G*** pasó aún muchos años en aquella fortaleza, pero en un estado mucho más tolerable, una vez que el breve estío del nuevo favorito se hubo marchitado y en su puesto fueron alternando otros que pensaban de manera mucho más humana o que no tenían ninguna venganza que satisfacer contra él. Finalmente, tras diez años de reclusión le llegó el día de la redención, pero sin investigación judicial, sin una puesta en libertad oficial. Recibió su libertad como un regalo de manos de la gracia; al mismo tiempo se le ordenó abandonar el país para siempre.
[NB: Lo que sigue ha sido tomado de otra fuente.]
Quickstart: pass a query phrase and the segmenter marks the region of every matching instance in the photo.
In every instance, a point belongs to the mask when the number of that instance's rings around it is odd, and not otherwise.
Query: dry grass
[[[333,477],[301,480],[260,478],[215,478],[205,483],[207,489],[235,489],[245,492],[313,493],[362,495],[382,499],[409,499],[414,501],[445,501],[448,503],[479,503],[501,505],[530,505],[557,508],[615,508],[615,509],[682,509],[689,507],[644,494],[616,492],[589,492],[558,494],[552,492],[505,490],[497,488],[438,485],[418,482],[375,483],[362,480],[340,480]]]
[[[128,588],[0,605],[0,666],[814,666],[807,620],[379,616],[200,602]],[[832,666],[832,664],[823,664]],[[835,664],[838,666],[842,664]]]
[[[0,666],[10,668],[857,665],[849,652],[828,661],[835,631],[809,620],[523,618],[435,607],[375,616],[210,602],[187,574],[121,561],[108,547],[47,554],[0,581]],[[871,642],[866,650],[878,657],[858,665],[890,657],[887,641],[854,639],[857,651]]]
En este punto me dejan las noticias que he podido reunir acerca de su historia de lo que me han contado oralmente; y me veo obligado a saltar un espacio de veinte años. En ellos G*** emprendió en ejércitos extranjeros una nueva carrera que también allí acabó por encumbrarlo a la cima de la que tan terriblemente se había precipitado en su patria. Al final, el tiempo, el amigo de los infelices que ejerce una justicia lenta pero implacable, se hizo cargo de aquel litigio. Al príncipe se le habían pasado ya los años de la pasión, y la humanidad empezaba poco a poco a adquirir valor para él al tiempo que sus cabellos palidecían. Ya casi en la tumba, despertó en él un anhelo por el favorito de su juventud. Para recom pensar en lo posible al anciano por las ofensas acumuladas, invito amablemente al desterrado a regresar a su patria, por la cual hacía ya tiempo que había regresado al corazón de G*** una silenciosa añoranza. Aquel reencuentro fue conmovedor, cálido y confuso el recibimiento, como si acabaran de despedirse el día anterior. El príncipe no dejaba de mirar pensativamente aquel rostro que le era tan bien conocido y a la vez tan extraño; parecía como si contara los surcos que él mismo había cavado en él. Escudriñando trataba de volver a reunir en el rostro del anciano los amados rasgos del joven, pero ya no encontraba lo que buscaba. Se obligaron a establecer una esquiva confianza… La vergüenza y el miedo habían separado para siempre ambos corazones. Una visión que volvía a traer a su alma su enorme precipitación no podía hacer bien al príncipe; G*** no podía amar ya al causante de su desgracia. Pero, consolado y tranquilo, miraba el pasado como alguien que se alegra de haber despertado de un amargo sueño.

No pasó mucho tiempo en volverse a ver a G*** en total posesión de todas sus anteriores dignidades, y el príncipe doblegó su aversión interior a resarcirle de manera brillante por lo pasado. Pero ¿acaso podía devolverle también el corazón que había mutilado para siempre para disfrutar de la vida? ¿Podía devolverle los años de esperanza? ¿O imaginar para el gastado anciano una dicha que, aunque fuera de lejos, sustituyera el robo que habían cometido en aquel hombre?

Diecinueve años más disfrutó G*** de aquel grato otoño de su vida. Ni el destino ni los años habían podido devorar el luego de su pasión, ni nublar por completo la jovialidad de su espíritu. Aún a sus setenta años ambicionaba la sombra de un bien que a los veinte había poseído de verdad. Al final murió, siendo comandante de la fortaleza de ***[96], donde se encerraba a los prisioneros políticos. Habría sido de esperar que les mostrara una humanidad cuyo valor había tenido que aprender a estimar en sus propias carnes. Pero los trató ruda y caprichosamente, y un estallido de ira con uno de ellos lo mandó al ataúd a los ochenta años de edad[97].